Il existe de nombreuses bactéries ayant subi des modifications génétiques qui les rendent plus résistantes aux antibiotiques, et donc plus mortelles pour l’être humain. Certains affirment que comprendre comment l’évolution favorise l’augmentation de la résistance bactérienne est essentiel pour limiter la propagation des maladies infectieuses. Mais quel est le lien entre « l’évolution » et ce phénomène ? Et que dire des mutations aléatoires et de la sélection naturelle aveugle face aux mécanismes qui ont tant impressionné les scientifiques, au point de leur faire décrire les bactéries comme intelligentes et de leur attribuer des qualités telles que la science ou la volonté ?

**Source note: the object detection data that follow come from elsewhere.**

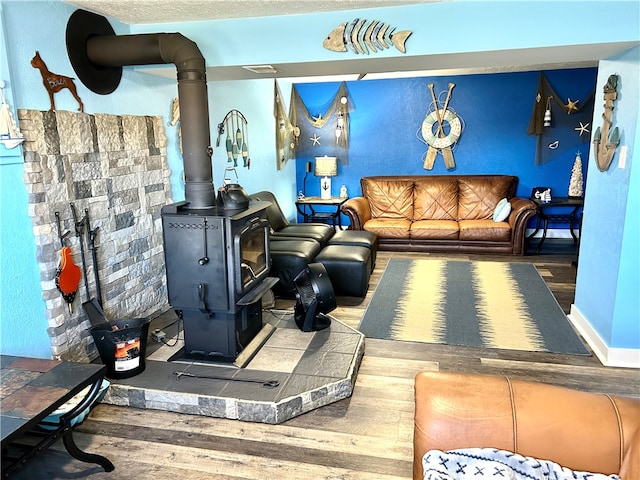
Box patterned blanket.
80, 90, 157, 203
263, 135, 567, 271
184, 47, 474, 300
422, 448, 620, 480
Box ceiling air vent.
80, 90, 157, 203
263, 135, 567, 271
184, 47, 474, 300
242, 65, 280, 75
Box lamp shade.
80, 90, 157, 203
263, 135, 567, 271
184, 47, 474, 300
313, 155, 338, 177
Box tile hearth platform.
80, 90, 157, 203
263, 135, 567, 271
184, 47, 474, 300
97, 310, 364, 424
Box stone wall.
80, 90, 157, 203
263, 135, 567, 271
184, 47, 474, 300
18, 110, 171, 361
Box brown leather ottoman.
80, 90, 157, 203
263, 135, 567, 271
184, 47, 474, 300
314, 245, 372, 297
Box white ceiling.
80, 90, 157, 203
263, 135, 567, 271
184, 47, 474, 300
65, 0, 635, 82
66, 0, 444, 25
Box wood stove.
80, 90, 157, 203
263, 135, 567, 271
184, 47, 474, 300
162, 202, 277, 361
66, 10, 277, 359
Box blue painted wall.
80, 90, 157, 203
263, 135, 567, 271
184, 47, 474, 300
0, 0, 640, 356
296, 68, 597, 224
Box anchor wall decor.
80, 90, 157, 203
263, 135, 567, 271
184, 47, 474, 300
593, 74, 620, 172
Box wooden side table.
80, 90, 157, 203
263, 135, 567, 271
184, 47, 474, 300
296, 197, 349, 230
0, 355, 114, 478
529, 197, 584, 253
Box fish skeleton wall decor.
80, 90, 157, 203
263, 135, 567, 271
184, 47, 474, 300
322, 18, 412, 55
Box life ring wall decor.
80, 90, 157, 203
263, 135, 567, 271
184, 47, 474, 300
421, 83, 462, 170
422, 109, 462, 149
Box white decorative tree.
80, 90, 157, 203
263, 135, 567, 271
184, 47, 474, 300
569, 152, 584, 197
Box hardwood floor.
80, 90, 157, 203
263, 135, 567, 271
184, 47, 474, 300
11, 243, 640, 480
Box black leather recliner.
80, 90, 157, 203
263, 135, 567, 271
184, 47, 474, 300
250, 191, 335, 248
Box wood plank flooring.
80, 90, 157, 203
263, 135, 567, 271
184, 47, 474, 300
10, 243, 640, 480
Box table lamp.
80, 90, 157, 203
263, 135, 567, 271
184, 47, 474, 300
313, 155, 338, 200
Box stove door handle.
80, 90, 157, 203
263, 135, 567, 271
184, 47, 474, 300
198, 283, 213, 317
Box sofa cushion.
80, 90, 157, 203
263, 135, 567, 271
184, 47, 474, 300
458, 175, 517, 220
364, 218, 411, 238
493, 197, 511, 222
360, 177, 413, 220
458, 218, 511, 242
409, 220, 460, 240
413, 176, 458, 220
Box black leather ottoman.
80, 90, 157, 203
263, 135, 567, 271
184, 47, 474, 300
314, 245, 371, 297
328, 230, 378, 272
269, 237, 320, 297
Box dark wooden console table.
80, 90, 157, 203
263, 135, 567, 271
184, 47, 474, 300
0, 355, 114, 478
296, 197, 349, 230
529, 197, 584, 253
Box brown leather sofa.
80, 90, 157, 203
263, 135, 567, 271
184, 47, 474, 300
342, 175, 536, 255
413, 372, 640, 480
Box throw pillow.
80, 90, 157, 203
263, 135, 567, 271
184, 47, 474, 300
422, 448, 620, 480
493, 198, 511, 222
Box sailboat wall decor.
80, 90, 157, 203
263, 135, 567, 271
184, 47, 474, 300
0, 81, 24, 149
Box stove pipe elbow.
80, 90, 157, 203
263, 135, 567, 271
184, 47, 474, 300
67, 10, 216, 209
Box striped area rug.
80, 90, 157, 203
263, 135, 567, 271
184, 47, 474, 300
359, 258, 589, 355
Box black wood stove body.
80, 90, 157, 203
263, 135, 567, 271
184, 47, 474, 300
162, 202, 277, 361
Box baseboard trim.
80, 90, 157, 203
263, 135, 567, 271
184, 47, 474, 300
567, 305, 640, 368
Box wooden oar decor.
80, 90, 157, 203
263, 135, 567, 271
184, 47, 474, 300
422, 83, 462, 170
593, 74, 620, 172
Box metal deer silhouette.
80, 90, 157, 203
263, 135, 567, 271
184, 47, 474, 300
31, 50, 84, 112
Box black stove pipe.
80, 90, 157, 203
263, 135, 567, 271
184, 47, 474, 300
67, 10, 216, 209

Prenons l’exemple de la capacité des bactéries à résister à la première antibiotique connue, la pénicilline. Elles y sont parvenues par divers moyens, d’une complexité et d’une précision remarquables. L’un de ces mécanismes consiste, par exemple, à produire une enzyme appelée bêta-lactamase.
Cette enzyme est composée de centaines d’acides aminés disposés dans un ordre précis, sans aucune place pour l’aléatoire. Lors des dernières étapes de sa production, certaines parties de cette chaîne subissent des modifications très spécifiques pour adopter une structure tridimensionnelle. Cette enzyme a alors pour mission précise de cibler le point faible de l’antibiotique afin d’annuler son effet.
Où se trouve donc l’aléatoire ou le hasard dans tout cela ? Une étude scientifique mentionne un type de bêta-lactamase composé de 263 acides aminés. Avez-vous déjà vu des bactéries tenter, de manière aléatoire et infructueuse, de fabriquer des chaînes de longueurs différentes (50, 100, 200, 300) avec des arrangements désordonnés avant, par hasard, d’aboutir à cette enzyme ? Si tout était laissé au hasard, la terre, les mers et l’atmosphère seraient remplis d’échecs avant d’atteindre cette enzyme si précise.
Lorsque les chercheurs développent un nouvel antibiotique pour contrer cette enzyme, les bactéries produisent un autre type de bêta-lactamase, puis un troisième, un quatrième, un cinquième… On croirait interagir avec une entité dotée de centres de recherche et de développement colossaux, et non avec des organismes microscopiques dont des millions s’entassent sur une tête d’épingle. Il ne s’agit là que d’un seul mécanisme parmi les nombreux systèmes de résistance bactérienne. Alors, où se situe le hasard dans tout cela ?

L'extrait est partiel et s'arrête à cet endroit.